- Author: Wendy Powers
This week flew by and I wasn't even traveling (much). I flew back to CA on the holiday and headed to the Davis office Tuesday morning. That day ended with participation at the Annual UC Davis Specialist meeting. I was asked to talk about efforts to cultivate the strategic initiatives. Because this ties into Goal 5, I shared the graphic that I have used to illustrate the process (below).
At the UCD Specialist meeting, I provided an update on the Public Value Statement workshop held a couple of weeks ago and some thoughts about workgroups, program teams, statewide programs and institutes, and the strategic initiatives similar to those I shared in a previous blog. My thoughts continue to evolve (see graphic below) over time and with continued discussion that is welcomed. I recognize there are very different perspectives across UC ANR of the value of the different groups. Personally, they are all mission-critical. I wonder if there isn't a need to better define the role and responsibilities of each group just for clarification purposes so that we are all using the same language and understand how each group contributes to the overarching mission. As I made my way over to the UCD Specialist meeting I had Ruth Wallace, a professor from Charles Darwin University as my passenger and it was obvious that while the impact of UC ANR is well recognized, it is a bit of a challenge to describe how we are organized.

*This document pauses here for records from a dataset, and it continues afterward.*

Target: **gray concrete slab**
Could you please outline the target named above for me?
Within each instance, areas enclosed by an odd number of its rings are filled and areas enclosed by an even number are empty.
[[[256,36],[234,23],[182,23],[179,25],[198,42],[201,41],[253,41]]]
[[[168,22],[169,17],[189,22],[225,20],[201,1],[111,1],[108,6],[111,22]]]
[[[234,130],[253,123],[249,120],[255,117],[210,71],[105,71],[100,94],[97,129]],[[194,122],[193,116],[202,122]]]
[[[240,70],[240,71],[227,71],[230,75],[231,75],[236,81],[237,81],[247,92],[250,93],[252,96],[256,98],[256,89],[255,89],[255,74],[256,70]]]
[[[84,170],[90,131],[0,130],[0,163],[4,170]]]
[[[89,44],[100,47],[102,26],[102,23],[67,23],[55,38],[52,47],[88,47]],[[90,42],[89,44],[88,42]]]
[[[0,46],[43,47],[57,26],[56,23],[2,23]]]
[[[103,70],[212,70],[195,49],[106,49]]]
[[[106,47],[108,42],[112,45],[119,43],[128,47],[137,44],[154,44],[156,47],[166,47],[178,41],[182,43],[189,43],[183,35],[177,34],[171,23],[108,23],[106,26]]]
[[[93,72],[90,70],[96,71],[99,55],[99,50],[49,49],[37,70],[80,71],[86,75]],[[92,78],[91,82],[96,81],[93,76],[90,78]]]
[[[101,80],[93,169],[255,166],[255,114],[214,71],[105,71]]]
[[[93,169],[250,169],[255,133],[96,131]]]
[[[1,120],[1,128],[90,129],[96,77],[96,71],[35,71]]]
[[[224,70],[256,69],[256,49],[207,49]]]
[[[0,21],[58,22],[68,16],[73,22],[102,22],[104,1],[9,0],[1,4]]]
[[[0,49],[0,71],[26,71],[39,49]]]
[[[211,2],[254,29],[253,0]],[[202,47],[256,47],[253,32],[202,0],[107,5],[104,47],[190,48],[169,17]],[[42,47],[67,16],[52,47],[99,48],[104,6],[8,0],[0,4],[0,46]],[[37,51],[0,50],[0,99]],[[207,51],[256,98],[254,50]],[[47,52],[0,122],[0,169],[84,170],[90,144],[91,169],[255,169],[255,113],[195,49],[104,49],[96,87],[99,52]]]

At the end of the day, it is the work that is paramount; but it doesn't hurt to have a common means of describing the organization and its structure as well as its function.
Ruth is a Fullbright Fellow studying the US Extension system. I found it interesting to learn that the tagline for Charles Darwin University is ‘Change Your World'. As many know, Cooperative Extension is recognized around the world for the impact it has had in connecting science to citizens. Many countries seek to emulate what we have here in the US; Glenda spent time in China back in March as part of a team that is working with the Chinese government to share how Cooperative Extension works. Similarly, there is new effort in Mexico to strengthen the role of universities in extension and economic development programs and those states that are border states have an opportunity to showcase, strengthen, and build upon our current efforts across the border. Initial planning is underway for a conference (fall 2017) between several universities in Mexico and border state Cooperative Extension programs to talk about common issues and how we might work together. Having seen, during my visit to Imperial UCCE and DREC, how important the cross border relationships are I think people within UC ANR could make strong contributions to the event. As the event develops I will keep everyone informed.